Clark and Oxman were in Sarasota recently to get another group of nonprofits started in The Patterson Foundation’s Margin and Mission Ignition program. On top of those new organizations, they are also continuing their ongoing work with several other nonprofits in various stages of the initiative.

It’s a labor-intensive process both for the consultants and nonprofit teams, but the results are long-lasting and rewarding.

“With this work that we do through Margin & Mission Ignition and with The Patterson Foundation, it’s all about either launching or growing a social enterprise or an earned income venture to help boost revenue and mission impact,” said Oxman, who is based in Chicago. “The two have to be really aligned. Without margin, it’s really hard to do that good mission-focused work for the long term that nonprofits do.”

The consultants continuously monitor and adapt their approach along the way.

“It’s been a great partnership,” Oxman said of The Patterson Foundation’s Margin & Mission Ignition efforts. “They approach this community in such unique ways. They really helped us grow and cultivate and develop our practice over the years.

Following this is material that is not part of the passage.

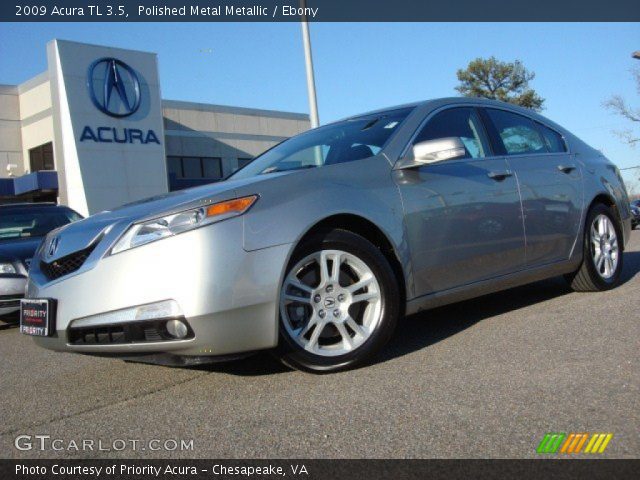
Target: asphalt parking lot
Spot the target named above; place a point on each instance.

The synergy between the foundation and the consultants has garnered nationwide attention along the way.

“We’ve all been kind of learners in the process,” said Clark, who is based in Seattle. “We have this mantra of leadership, willingness, readiness, capacity, and culture. We look at everything we do through those lenses and look at all the organizations that we work with through those lenses. It’s a great model. It couldn’t be a better scenario as you’re thinking about getting resources out into the community.”